Wenn Sie heute zum Arzt gehen und einen Vertrag über Wahlleistungen abschließen, dann wird Ihnen regelmäßig jede Menge Papier zur Unterschrift vorgelegt. Nicht selten werden dann auch Allgemeine Geschäftsbedingungen verwendet, die für den Fall, dass ein Behandlungstermin nicht bzw. nicht rechtzeitig abgesagt wird, eine Verpflichtung zum Schadenersatz regeln.

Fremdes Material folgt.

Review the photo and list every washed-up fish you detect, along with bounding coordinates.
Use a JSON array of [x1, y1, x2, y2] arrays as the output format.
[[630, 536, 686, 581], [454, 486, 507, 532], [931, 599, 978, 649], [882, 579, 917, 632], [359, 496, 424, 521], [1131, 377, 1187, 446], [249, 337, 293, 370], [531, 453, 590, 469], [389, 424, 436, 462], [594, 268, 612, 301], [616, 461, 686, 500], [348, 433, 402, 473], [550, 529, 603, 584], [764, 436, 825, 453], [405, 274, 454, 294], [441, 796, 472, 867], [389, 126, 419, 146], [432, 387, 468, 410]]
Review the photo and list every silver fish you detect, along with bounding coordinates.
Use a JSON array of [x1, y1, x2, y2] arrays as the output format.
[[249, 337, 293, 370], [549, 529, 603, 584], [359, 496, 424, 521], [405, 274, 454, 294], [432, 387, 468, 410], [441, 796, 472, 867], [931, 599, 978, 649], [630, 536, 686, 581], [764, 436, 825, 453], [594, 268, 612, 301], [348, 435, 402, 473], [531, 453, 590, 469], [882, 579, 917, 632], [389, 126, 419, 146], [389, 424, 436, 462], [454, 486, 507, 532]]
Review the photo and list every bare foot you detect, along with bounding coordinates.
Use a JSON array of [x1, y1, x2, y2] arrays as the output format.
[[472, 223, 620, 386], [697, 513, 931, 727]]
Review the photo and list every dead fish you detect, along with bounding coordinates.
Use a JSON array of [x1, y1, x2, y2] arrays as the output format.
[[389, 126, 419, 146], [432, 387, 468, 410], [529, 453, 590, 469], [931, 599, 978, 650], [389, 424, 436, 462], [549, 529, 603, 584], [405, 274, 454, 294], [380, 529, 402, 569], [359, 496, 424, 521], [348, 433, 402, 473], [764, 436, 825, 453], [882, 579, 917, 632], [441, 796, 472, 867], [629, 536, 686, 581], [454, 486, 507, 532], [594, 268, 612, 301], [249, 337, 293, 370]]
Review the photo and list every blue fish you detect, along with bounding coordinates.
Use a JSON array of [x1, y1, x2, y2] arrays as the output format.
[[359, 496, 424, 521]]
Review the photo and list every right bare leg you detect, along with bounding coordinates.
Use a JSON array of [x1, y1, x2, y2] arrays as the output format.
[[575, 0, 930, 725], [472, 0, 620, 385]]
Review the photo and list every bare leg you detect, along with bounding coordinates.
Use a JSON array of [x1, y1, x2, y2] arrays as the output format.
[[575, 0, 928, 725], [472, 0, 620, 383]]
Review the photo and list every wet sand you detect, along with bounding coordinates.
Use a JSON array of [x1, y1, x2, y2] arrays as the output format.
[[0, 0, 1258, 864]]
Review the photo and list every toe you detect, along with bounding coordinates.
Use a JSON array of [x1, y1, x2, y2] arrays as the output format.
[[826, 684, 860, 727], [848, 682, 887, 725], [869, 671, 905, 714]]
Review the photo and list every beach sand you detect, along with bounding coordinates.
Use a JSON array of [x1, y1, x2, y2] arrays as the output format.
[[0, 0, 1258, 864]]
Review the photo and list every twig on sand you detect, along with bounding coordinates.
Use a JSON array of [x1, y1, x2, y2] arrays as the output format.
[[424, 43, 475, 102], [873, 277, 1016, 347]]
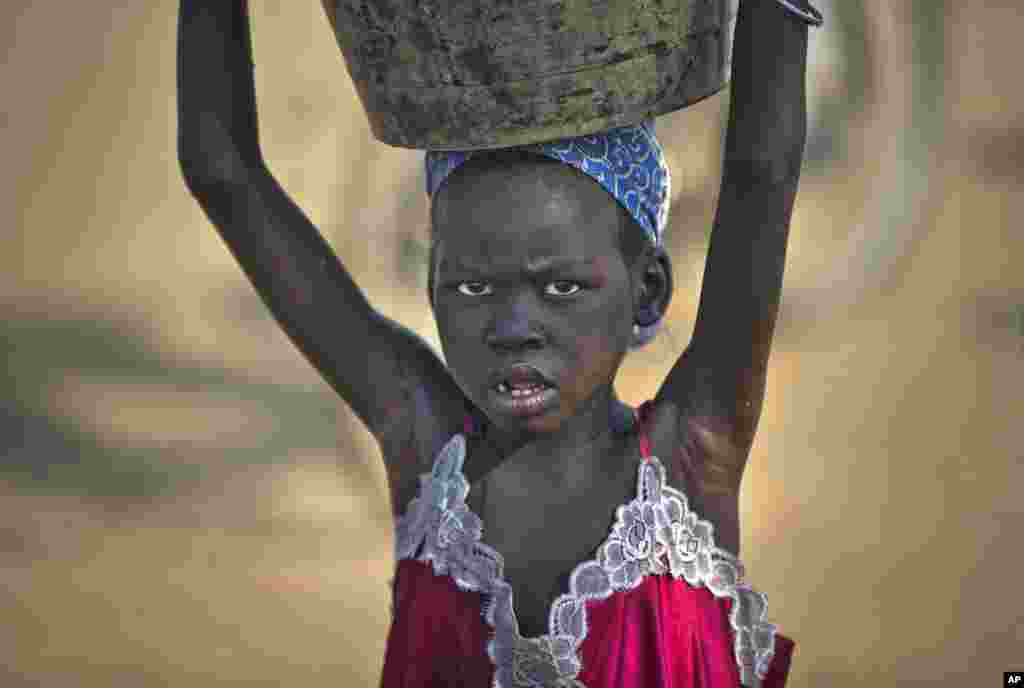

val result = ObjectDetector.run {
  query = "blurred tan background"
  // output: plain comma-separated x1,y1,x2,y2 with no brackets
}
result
0,0,1024,688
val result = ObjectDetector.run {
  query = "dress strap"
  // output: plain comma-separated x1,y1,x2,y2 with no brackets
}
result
633,400,651,461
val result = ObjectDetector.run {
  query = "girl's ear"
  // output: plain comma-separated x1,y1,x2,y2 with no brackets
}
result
634,247,674,327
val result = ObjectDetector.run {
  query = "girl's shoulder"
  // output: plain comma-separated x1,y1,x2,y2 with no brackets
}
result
645,400,739,556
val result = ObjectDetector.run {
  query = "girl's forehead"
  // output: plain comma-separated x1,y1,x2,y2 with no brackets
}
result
434,170,620,268
438,221,618,270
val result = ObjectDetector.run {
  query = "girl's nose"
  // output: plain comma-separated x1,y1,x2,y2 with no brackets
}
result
486,304,544,350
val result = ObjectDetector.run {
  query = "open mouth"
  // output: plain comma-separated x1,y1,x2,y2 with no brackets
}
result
490,366,558,416
494,382,551,398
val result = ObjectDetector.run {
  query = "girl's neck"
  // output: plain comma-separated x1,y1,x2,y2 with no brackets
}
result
472,390,634,486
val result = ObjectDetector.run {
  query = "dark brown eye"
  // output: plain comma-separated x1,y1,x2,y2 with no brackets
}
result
546,280,583,296
456,282,490,296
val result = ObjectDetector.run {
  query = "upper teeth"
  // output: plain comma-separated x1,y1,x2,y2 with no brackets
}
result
498,382,544,396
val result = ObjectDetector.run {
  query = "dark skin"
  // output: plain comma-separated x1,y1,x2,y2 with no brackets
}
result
178,0,807,637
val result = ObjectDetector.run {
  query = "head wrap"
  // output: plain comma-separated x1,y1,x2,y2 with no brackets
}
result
424,120,672,349
424,120,672,246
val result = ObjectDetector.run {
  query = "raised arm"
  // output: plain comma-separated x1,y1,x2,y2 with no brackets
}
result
658,0,813,488
178,0,458,479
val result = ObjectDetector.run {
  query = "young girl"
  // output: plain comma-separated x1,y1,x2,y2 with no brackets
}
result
178,0,820,688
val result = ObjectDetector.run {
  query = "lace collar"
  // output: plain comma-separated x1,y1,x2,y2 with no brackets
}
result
395,405,775,688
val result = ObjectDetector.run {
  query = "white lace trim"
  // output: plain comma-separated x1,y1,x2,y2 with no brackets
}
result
395,434,775,688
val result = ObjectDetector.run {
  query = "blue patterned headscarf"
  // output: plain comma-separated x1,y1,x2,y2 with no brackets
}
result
424,120,672,246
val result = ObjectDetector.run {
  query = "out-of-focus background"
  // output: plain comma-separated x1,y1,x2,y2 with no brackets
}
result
0,0,1024,688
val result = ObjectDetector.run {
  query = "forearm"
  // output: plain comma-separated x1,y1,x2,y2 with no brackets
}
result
723,0,807,177
177,0,264,186
691,0,807,430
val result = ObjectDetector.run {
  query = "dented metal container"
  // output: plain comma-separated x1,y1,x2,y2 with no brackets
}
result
323,0,736,151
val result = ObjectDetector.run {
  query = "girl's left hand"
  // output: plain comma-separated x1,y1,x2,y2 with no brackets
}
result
775,0,824,27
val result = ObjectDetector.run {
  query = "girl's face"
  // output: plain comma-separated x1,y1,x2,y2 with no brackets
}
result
431,162,634,434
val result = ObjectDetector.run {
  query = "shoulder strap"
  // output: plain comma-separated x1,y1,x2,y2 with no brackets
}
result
633,400,651,461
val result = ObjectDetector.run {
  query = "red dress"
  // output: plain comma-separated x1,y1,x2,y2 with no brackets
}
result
381,403,794,688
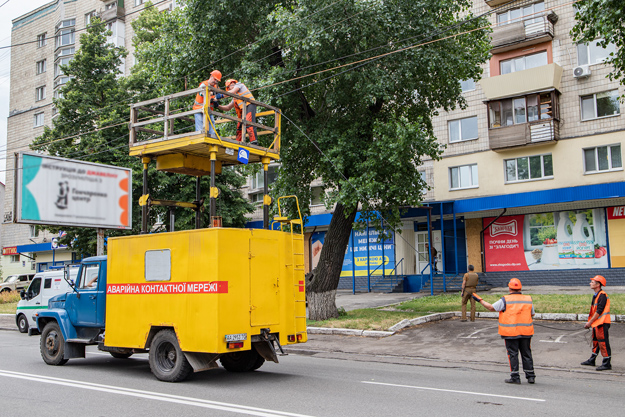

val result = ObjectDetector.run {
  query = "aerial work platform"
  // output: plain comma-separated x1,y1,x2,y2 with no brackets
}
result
129,85,281,229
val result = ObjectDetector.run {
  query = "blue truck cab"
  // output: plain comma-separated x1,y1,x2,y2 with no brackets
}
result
36,256,132,365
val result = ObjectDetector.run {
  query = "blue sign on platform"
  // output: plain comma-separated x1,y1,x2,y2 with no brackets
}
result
237,148,250,165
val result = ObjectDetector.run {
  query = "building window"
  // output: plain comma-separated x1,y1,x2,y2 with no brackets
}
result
54,56,72,78
449,116,477,143
37,59,46,74
33,112,43,127
499,51,548,75
37,33,47,48
460,78,475,93
35,85,46,101
581,90,621,120
449,164,478,190
497,1,545,25
584,144,623,174
56,29,75,48
504,154,553,182
577,39,616,65
85,10,96,26
488,92,555,129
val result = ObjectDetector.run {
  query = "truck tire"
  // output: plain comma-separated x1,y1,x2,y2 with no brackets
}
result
219,349,265,372
17,314,28,333
39,321,68,365
109,352,132,359
149,329,193,382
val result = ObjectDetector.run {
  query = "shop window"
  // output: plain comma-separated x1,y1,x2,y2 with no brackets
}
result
448,116,478,143
499,51,548,75
577,39,616,65
449,164,478,190
584,144,623,174
504,154,553,182
581,90,621,120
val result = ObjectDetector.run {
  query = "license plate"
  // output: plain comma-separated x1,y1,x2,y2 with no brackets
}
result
226,333,247,342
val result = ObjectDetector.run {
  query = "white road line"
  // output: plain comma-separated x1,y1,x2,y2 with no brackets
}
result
458,326,497,339
360,381,547,402
0,369,310,417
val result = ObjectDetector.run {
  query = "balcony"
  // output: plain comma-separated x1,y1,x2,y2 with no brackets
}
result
488,119,560,151
480,64,563,101
490,12,558,54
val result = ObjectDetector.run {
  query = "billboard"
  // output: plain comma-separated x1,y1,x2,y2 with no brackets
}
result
483,208,608,272
15,152,132,229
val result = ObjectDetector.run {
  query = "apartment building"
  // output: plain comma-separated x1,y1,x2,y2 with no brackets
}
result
280,0,625,291
0,0,175,276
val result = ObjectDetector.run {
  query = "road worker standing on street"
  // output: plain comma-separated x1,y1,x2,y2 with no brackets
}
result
193,70,223,137
218,79,257,145
582,275,612,371
473,278,536,384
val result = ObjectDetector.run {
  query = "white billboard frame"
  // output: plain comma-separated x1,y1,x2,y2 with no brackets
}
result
13,151,132,230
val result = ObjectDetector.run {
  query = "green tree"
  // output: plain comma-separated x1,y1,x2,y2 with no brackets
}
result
134,0,490,320
571,0,625,85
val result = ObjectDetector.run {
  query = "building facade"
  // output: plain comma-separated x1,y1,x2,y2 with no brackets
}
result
0,0,175,276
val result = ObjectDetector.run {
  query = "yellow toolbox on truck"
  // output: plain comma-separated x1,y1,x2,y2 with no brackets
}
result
104,228,307,380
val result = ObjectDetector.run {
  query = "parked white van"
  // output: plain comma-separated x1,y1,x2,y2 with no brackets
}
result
15,267,78,335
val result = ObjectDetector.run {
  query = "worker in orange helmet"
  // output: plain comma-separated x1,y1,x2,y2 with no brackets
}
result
193,70,223,137
582,275,612,371
473,278,536,384
218,79,257,145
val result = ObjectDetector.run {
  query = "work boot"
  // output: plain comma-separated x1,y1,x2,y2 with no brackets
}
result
581,355,597,366
597,358,612,371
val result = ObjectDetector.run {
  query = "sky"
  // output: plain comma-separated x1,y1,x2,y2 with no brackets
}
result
0,0,51,184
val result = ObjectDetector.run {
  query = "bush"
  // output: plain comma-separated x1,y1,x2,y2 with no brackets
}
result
0,291,20,304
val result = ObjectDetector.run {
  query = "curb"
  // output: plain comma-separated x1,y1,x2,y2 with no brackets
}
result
307,311,625,338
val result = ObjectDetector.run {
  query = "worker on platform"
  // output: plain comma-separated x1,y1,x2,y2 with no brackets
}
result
460,265,479,321
193,70,223,137
582,275,612,371
218,79,257,145
473,278,536,384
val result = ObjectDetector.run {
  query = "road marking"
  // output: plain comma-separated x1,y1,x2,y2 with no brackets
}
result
0,369,311,417
360,381,547,402
539,329,586,343
458,326,497,339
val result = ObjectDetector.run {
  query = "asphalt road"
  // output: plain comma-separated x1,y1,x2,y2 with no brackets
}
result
0,330,624,417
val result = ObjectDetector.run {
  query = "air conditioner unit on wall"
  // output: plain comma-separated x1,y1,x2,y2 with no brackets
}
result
573,65,591,78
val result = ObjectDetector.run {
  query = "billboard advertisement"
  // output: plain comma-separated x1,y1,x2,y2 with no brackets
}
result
483,208,608,272
311,229,395,277
15,152,132,229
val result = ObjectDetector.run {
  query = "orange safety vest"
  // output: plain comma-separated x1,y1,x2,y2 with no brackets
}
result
499,294,534,337
234,83,254,118
193,80,214,110
588,290,612,327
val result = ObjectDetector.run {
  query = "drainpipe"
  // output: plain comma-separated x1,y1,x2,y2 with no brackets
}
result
480,208,508,272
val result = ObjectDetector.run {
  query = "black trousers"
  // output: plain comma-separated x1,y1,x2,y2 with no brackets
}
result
504,337,536,379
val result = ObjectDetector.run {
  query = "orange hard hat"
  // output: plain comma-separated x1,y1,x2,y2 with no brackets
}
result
211,70,221,82
508,278,522,290
590,275,607,287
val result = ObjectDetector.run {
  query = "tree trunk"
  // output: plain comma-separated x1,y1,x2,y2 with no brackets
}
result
307,203,357,320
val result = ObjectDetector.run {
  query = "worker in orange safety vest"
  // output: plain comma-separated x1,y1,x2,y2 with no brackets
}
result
582,275,612,371
193,70,223,137
218,79,257,145
473,278,536,384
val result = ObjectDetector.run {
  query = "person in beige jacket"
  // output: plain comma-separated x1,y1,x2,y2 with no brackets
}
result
461,265,479,321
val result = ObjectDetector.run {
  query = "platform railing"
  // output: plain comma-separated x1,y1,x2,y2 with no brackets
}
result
129,86,281,153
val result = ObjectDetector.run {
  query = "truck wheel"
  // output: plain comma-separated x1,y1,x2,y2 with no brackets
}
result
149,329,193,382
109,352,132,359
17,314,28,333
39,321,68,365
219,349,265,372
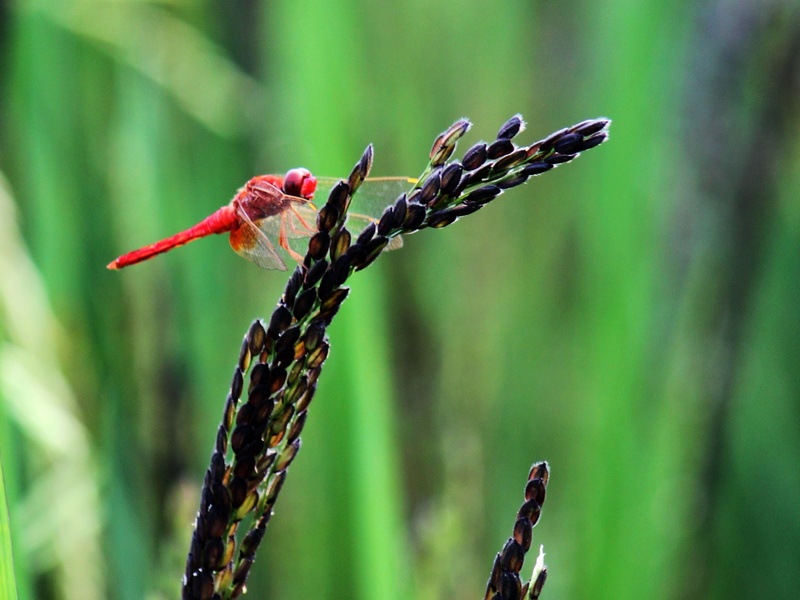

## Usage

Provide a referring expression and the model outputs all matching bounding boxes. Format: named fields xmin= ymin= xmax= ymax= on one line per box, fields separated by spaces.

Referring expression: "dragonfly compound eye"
xmin=283 ymin=168 xmax=317 ymax=200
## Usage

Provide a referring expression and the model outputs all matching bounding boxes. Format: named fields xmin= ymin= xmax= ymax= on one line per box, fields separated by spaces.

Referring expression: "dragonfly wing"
xmin=230 ymin=204 xmax=286 ymax=271
xmin=314 ymin=177 xmax=417 ymax=237
xmin=286 ymin=202 xmax=317 ymax=239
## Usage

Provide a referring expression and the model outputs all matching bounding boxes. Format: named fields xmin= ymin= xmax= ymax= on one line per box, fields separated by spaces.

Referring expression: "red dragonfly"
xmin=108 ymin=168 xmax=415 ymax=270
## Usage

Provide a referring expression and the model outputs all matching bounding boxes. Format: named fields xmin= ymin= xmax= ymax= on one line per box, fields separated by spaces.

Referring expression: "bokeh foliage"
xmin=0 ymin=0 xmax=800 ymax=600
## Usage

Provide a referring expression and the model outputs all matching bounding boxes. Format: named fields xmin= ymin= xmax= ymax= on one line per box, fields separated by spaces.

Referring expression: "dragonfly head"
xmin=283 ymin=168 xmax=317 ymax=200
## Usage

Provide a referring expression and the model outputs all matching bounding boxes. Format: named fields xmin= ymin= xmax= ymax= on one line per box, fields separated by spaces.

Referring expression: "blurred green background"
xmin=0 ymin=0 xmax=800 ymax=600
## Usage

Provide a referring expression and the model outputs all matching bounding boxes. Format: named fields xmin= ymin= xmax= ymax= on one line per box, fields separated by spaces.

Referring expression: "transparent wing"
xmin=314 ymin=177 xmax=417 ymax=236
xmin=230 ymin=204 xmax=286 ymax=271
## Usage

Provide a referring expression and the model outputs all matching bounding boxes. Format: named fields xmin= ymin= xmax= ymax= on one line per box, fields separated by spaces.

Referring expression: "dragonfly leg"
xmin=289 ymin=205 xmax=314 ymax=235
xmin=278 ymin=212 xmax=303 ymax=263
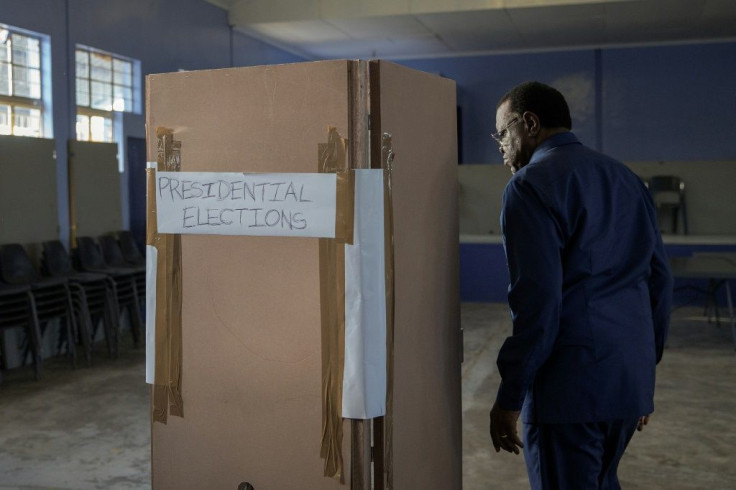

In einem Fall, in dem ein Patient mit einer Münchner Schönheitsklinik eine Wahlleistungsvereinbarung über eine Magenballonbehandlung geschlossen und bereits einen entsprechenden Termin für den 31.07.2015 vereinbart hatte, wurden seitens der Klinik folgende AGB-Regelungen verwendet:
„Bei Absage oder Verschiebung eines durch den Patienten zugesagten Eingriffstermins erhebt die (Name der Klinik) stets eine Verwaltungsgebühr von 60 Euro brutto. Bei Abwesenheit des Patienten am Eingriffstag oder einer kurzfristigen Absage des Eingriffstermins erhebt die (Name der Klinik) darüber hinaus eine Stornogebühr.“
Diese Gebühr sollte bei Absage weniger als 14 Tage vor dem Eingriff 40% des Gesamtrechnungsbetrags brutto betragen und bei Absage innerhalb von sieben Tagen vor dem Eingriff 60% dieses Betrags. Bei einer Absage innerhalb von 48 Stunden vor dem Eingriff oder bei Abwesenheit am Eingriffstag sollte die Gebühr in Höhe von 100% fällig werden.
Zwei Tage vor dem geplanten Behandlungstermin sagte der Patient den Termin ab. Die Klinik stellte daraufhin 60 % der Behandlungsgebühren, insgesamt 1.494 € in Rechnung.
Das Amtsgericht München hat mit Urteil vom 28.01.2016 (213 C 27099/15) die Klage rechtskräftig abgewiesen, weil nach seiner Auffassung die von der Klinik verwendeten AGBs unwirksam sind. Sie benachteiligen den Patienten unangemessen.
Da die Inanspruchnahme einer Heilbehandlung ein gesteigertes persönliches Vertrauensverhältnis zwischen Behandler und Patient voraussetzt, sei allgemein anerkannt, so das Gericht, dass Letzterer den Behandlungsvertrag jederzeit gemäß §§ 621 Nr. 5, 627 BGB fristlos kündigen könne, ohne hierfür sachliche (oder gar wichtige) Gründe angeben zu müssen. Der Patient müsse jederzeit die Möglichkeit haben, frei darüber zu entscheiden, ob er einen Eingriff in den Körper oder seine Gesundheit zulassen will. Das wirtschaftliche Interesse des Behandlers müsse gegenüber dem schützenswerteren Interesse des Patienten auf körperliche Unversehrtheit zurücktreten.
Hinzu käme, dass die von der Klinik geforderte Stornogebühr den normalerweise zu erwartenden Schaden übersteige und unangemessen hoch sei . Denn der Patient müsse für den Fall einer Absage innerhalb von 48 Stunden vor dem Eingriff nicht nur 100% des Bruttobetrags vergüten, sondern auch noch eine Verwaltungsgebühr von 60 Euro zahlen. Der Patient müsse demnach bei kurzfristiger Absage des Eingriffs mehr bezahlen, als er bei Durchführung des Eingriffs zu leisten hätte. Ein derart hoher Schaden sei völlig realitätsfern und offenkundig einseitig zugunsten des Verwenders festgelegt, so das Gericht. Die Regelung berücksichtige außerdem nicht, dass sich die Klinik bei Absage eines Operationstermins Aufwendungen wie Medikamente und Verbrauchsmaterialen, Strom- und Reinigungskosten erspare, die zugunsten des Patienten abzuziehen seien.